While you may ho-hum all of this, what we’re doing in space is preparation for whatever might happen in the earth’s future, most of which these days centers on issues of overpopulation and so-called “climate change.” But that’s a topic for another day.
So it is November 14, Monday afternoon, and my wife and I are returning from the Kennedy Space Center, driving north up Florida Route 1 toward Titusville. The Artemis 1 rocket was going to be launched just after midnight, at precisely 1:08 Tuesday morning. We had seen the Artemis being fueled while at the KSC and were looking forward to watching the launch, even though it would keep us awake far into the night. Now, the Indian River flows between the continental land mass and Merritt Island which is where Kennedy Space Center is located, so any spot beside the would be good.
I’d been following the Artemis 1, this biggest and most powerful rocket on earth, for four or five years. My neighbor and friend across the street works in the space industry and had been close to the action pretty much from the get-go, so he had fed me regular portions of unclassified info. But this wasn’t my first time watching a rocket go up; I’d seen several SpaceX Falcons and the Falcon 9, which is a big rocket itself. We both knew it would not only be something to see, but something we would hear, and feel, because these rockets mightily shake the earth. We would not be disappointed.
Having viewed a few launches from the Shiloh’s Restaurant parking lot, I homed in on it – but they were charging $30 to park your car to view the launch. (Most of the time I’d ridden my bike there.) We’d passed another pullover charging $40! After a quick economic what-if analysis, we determined it was an OK deal for the two of us, $15 apiece, plus we’d have dinner at Shiloh’s, plus we could sit in the car to watch while we waited for the rocket to take off – which is never a sure thing. The Artemis launch had been scrubbed three times before.
We headed into the restaurant around 6PM, and had a wonderful dinner, which we dragged out until the restaurant closed at 9. Then we hung out in the bar for another hour and a half before going out to sit in our car and await the launch – with fingers crossed.

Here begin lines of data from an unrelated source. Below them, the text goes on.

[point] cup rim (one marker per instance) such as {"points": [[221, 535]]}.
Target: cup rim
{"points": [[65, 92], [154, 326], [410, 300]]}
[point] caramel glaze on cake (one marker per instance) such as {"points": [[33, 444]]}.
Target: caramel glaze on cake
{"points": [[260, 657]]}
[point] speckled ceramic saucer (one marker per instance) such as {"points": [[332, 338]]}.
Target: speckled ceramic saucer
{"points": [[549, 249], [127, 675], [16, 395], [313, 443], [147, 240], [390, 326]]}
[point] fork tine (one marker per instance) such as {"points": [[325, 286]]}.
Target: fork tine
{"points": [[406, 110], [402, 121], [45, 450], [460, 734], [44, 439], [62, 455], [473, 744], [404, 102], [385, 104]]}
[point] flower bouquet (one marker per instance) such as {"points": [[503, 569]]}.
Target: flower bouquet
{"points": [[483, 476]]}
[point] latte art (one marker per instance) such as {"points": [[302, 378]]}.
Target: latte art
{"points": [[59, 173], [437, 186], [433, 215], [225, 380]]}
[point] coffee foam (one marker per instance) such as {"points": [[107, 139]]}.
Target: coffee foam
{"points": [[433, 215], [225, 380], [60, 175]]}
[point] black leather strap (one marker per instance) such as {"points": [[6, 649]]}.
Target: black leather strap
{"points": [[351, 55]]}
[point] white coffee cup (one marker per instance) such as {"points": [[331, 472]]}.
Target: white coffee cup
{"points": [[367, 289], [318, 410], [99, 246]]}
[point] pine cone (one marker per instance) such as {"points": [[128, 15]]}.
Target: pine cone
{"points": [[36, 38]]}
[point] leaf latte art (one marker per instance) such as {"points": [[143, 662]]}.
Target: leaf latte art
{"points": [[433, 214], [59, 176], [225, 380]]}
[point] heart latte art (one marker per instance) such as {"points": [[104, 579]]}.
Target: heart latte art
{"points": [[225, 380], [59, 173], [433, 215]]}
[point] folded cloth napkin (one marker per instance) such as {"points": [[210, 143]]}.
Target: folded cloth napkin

I listened to old time radio dramas on SiriusXM while my wife snoozed and pretty soon it was nearly time. The parking lot was full of cars and people were everywhere along the river’s edge, many with cameras or telescopes. We got into conversations with several of them. I like to watch the countdowns and launches on my phone but was having a lot of trouble connecting to the Internet, for the simple reason a massive number of people were also trying to do the same thing, but we live humans kept each other abreast with the action. Fortunately, us viewers created our own human network, shouting out updates to one another.
Minutes from blastoff, the launch was put on hold. We didn’t know why, but we decided to wait it out. You never know about these things. One I watched was scrubbed because the wind up 250 miles above the ground was blowing like crazy, which would have diverted the rocket’s flight. Well, this one was just a delay of only 45 minutes and with rocket-engine light as bright as the sun, there went Artemis off into space, which you can see in this video link from Space.com.
A few days later, we had breakfast with our neighbors and in due course I had to ask him if he knew what had caused the delay. Of course he knew, and he told me. But I can’t tell you, for the usual reason. Suffice to say there are an awful lot of systems and moving parts to a rocket launch? It could be a big something wrong, like Challenger, or something so minor you had to wonder. But these space program engineers won’t let a rocket go up unless everything is five by five.
Which is their way of saying it has to be a hundred percent perfect. And that night, the Artemis flight was a beautiful thing indeed.